I’ll dig around some more, but will be a few days before I can get back to it.

Yeah, that would be great if you could get a CPU only version running!!

I wanted to report out some of my findings regarding training and the length of 512 issue, to see if you had any ideas.

I’m using a single image for now (with a single face) to train just to get some ideas of the dimensioning.

  1. After cv2.imreading the image: Python Length: 1280 Numpy Shape: (1280, 960, 3)

  2. After deriving Landmarks and executing warpAffine, face_img: Python Length: 112, Numpy Shape: (112, 112, 3). I can actually write this image to disk and it indeed found a single face.

  3. After running face_preprocessing, faces_prep: Python length: 1 (a single tensor), Tensor.Size: torch.Size([1, 3, 112, 112])

  4. Arc model Output arc_out: Python Length: 1 (a single tensor), Tensor Size: torch.Size([1, 512])

  5. After L2 Normalization l2_norm(arc_out): Python Length: 1 (a single tensor), Tensor Size: torch.Size([1, 512]). This tensor is what gets returned (see next)

  6. emb = self.face_detector.detect_align(pic, img, priors)[0]. Here, emb has Python Length: 512, Tensor Size: torch.Size([512]).

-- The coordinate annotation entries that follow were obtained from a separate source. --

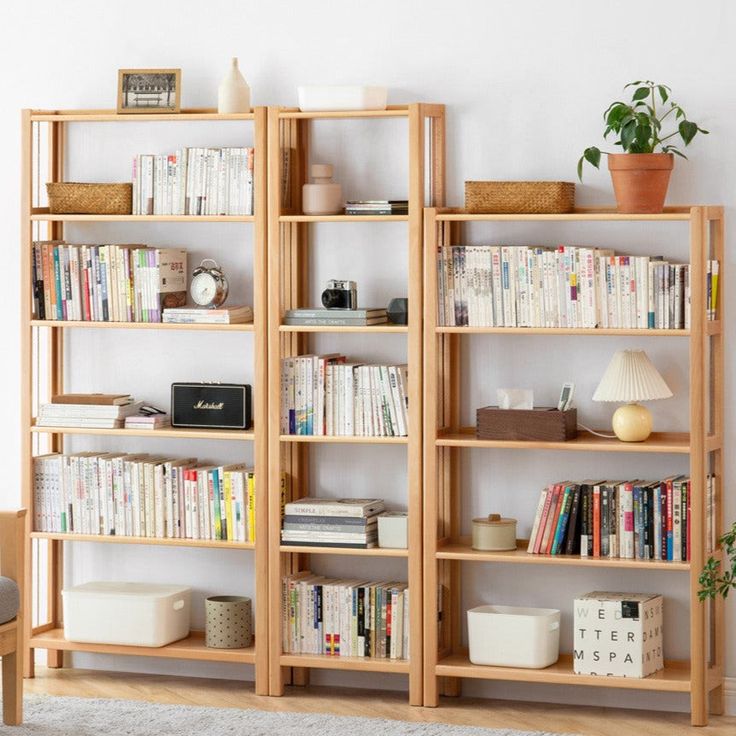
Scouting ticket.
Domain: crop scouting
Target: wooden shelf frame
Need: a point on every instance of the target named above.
(445, 663)
(289, 241)
(53, 334)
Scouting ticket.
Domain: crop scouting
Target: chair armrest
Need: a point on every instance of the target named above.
(12, 545)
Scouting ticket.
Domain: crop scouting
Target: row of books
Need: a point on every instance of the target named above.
(325, 395)
(194, 181)
(344, 618)
(566, 286)
(327, 522)
(106, 283)
(644, 520)
(143, 495)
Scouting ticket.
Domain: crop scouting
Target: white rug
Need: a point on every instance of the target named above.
(52, 716)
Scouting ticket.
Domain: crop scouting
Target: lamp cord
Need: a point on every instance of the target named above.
(597, 434)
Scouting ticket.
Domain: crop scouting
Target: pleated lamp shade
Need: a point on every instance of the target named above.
(631, 376)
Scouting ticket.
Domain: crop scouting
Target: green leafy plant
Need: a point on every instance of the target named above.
(713, 579)
(638, 124)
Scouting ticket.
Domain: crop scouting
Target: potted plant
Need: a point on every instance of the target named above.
(715, 581)
(641, 174)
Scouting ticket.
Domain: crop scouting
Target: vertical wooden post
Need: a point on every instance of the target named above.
(698, 455)
(260, 347)
(718, 606)
(26, 376)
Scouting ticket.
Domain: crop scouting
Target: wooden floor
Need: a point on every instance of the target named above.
(589, 721)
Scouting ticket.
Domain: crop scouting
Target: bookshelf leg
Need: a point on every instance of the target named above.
(717, 701)
(300, 676)
(452, 687)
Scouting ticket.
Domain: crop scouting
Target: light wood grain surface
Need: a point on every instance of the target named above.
(587, 721)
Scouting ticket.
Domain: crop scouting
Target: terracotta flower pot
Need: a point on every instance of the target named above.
(640, 180)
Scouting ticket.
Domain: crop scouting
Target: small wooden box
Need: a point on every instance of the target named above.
(545, 424)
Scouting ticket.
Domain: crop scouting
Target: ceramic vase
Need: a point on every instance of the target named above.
(233, 94)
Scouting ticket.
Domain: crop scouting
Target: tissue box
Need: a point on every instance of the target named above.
(618, 634)
(544, 424)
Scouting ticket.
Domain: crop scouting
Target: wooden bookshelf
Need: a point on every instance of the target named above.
(290, 238)
(445, 550)
(41, 379)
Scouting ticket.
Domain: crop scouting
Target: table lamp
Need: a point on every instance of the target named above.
(631, 377)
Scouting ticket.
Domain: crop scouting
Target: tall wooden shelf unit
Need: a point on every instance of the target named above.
(444, 440)
(50, 635)
(288, 285)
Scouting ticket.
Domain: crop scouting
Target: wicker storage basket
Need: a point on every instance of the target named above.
(73, 198)
(519, 197)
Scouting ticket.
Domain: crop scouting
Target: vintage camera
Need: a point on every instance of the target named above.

This is where of course it fails.

Continuing from above, this time I repeated the test with a single image, that this time contained two faces:

  1. After cv2.imreading the image: Python Length: 960 Shape: (960, 1280, 3)

  2. After deriving Landmarks and executing warpAffine, face_img:Python Length: 112, Numpy Shape: (112, 112, 3). However, this repeated as it found a second face, face_img: Python Length: 112, Numpy Shape: (112, 112, 3)

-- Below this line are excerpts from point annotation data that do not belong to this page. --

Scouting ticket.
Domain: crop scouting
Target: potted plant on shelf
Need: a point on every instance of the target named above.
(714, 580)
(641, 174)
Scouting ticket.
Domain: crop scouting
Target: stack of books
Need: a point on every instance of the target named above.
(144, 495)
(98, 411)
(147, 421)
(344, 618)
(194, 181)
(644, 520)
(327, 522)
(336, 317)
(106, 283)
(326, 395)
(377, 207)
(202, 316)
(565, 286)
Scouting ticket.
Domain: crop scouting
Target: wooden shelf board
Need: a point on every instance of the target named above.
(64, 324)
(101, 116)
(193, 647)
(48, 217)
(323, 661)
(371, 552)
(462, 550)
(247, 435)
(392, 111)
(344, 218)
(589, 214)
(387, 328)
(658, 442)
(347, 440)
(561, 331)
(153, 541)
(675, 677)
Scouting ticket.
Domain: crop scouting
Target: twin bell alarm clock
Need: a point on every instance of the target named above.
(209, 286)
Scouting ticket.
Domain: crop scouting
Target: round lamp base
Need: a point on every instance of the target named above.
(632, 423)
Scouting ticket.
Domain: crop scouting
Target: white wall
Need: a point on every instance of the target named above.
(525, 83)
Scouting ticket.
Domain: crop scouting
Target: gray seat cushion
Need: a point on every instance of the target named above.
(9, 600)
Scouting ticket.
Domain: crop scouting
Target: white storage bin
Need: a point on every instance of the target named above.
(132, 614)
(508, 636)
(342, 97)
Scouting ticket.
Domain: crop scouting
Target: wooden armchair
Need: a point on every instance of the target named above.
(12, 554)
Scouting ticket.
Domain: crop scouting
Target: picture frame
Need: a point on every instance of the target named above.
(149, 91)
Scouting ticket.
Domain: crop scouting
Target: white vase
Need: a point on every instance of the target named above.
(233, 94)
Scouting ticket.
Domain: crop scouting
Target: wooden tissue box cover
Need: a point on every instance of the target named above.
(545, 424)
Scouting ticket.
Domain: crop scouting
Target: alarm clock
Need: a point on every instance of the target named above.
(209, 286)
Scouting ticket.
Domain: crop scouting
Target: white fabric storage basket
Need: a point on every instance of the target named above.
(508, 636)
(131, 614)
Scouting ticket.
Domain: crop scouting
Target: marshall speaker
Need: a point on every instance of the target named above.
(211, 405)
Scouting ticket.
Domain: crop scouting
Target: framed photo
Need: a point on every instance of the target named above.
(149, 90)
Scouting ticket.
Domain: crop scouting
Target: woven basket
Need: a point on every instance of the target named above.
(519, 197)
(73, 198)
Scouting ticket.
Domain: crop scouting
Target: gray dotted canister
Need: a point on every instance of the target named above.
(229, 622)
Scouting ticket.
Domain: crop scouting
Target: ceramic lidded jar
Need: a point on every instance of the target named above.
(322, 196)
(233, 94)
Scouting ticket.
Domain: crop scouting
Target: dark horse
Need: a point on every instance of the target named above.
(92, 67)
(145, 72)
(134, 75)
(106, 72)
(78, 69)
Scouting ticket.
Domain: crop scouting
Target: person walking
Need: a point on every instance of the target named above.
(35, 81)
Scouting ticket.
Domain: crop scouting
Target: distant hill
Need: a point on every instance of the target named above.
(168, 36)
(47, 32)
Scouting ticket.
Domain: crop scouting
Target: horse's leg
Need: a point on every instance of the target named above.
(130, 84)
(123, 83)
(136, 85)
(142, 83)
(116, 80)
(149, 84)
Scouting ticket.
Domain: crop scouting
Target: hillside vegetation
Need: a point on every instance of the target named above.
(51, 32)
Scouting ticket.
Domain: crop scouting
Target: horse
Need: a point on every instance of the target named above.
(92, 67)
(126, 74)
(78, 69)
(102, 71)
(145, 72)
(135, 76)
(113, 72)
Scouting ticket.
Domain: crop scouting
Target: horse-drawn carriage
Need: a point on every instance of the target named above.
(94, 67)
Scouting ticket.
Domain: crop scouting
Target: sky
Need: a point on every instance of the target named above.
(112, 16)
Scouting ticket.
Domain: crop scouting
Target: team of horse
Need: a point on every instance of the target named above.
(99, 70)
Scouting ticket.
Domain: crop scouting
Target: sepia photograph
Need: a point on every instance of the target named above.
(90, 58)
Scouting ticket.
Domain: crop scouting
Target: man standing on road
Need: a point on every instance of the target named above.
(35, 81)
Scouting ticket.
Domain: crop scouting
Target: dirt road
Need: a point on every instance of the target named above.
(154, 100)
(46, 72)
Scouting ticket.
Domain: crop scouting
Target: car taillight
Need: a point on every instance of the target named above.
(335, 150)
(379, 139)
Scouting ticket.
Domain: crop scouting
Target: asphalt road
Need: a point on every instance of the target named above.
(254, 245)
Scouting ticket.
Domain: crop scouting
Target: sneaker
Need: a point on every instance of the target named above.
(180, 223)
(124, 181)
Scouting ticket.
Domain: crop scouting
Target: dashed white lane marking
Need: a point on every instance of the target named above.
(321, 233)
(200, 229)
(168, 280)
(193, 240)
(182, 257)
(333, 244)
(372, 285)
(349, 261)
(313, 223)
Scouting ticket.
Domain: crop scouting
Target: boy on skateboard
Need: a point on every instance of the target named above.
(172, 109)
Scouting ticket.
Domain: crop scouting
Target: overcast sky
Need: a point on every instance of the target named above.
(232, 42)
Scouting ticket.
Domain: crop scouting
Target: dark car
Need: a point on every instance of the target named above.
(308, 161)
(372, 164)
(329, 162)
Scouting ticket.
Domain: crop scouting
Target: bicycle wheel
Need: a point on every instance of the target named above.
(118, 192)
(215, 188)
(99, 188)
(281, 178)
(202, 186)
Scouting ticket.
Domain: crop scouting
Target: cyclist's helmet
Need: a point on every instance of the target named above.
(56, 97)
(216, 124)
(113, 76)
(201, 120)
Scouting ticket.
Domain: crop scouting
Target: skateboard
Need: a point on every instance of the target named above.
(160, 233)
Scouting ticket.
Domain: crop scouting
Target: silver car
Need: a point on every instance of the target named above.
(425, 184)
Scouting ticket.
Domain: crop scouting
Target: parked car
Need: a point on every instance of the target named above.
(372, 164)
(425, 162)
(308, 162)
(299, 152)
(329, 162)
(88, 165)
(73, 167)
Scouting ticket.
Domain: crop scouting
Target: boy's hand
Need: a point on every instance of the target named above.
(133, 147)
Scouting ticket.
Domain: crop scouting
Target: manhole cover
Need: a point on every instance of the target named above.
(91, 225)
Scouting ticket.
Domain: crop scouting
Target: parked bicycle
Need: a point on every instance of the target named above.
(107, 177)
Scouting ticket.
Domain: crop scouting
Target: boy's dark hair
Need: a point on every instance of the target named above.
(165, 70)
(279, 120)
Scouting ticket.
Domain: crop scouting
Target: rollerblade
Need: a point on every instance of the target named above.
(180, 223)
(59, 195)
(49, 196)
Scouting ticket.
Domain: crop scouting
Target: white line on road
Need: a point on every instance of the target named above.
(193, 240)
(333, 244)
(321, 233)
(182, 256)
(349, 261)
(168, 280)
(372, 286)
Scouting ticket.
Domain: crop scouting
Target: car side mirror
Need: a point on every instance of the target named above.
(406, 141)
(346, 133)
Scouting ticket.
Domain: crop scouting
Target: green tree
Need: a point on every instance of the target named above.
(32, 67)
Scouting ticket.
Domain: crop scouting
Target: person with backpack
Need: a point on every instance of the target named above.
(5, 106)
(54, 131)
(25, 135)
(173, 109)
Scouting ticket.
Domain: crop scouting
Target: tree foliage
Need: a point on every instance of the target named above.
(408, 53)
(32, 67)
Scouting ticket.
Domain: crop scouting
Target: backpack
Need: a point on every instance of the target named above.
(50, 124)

  3. After running face_preprocessing, faces_prep: Python length: 2 Tensor Size: torch.Size([2, 3, 112, 112])

  4. Arc model Output arc_out: Python Length: 2 Tensor Size: torch.Size([2, 512]).

  5. After L2 Normalization l2_norm(arc_out): Python Length: 2 Tensor Size: torch.Size([2, 512]). This tensor is what gets returned (see next)

  6. emb = self.face_detector.detect_align(pic, img, priors)[0]. Here, emb has Python Length: 512 Tensor Size: torch.Size([512])

Seems like the dimensioning information is there to differentiate detection of a single versus multiple faces.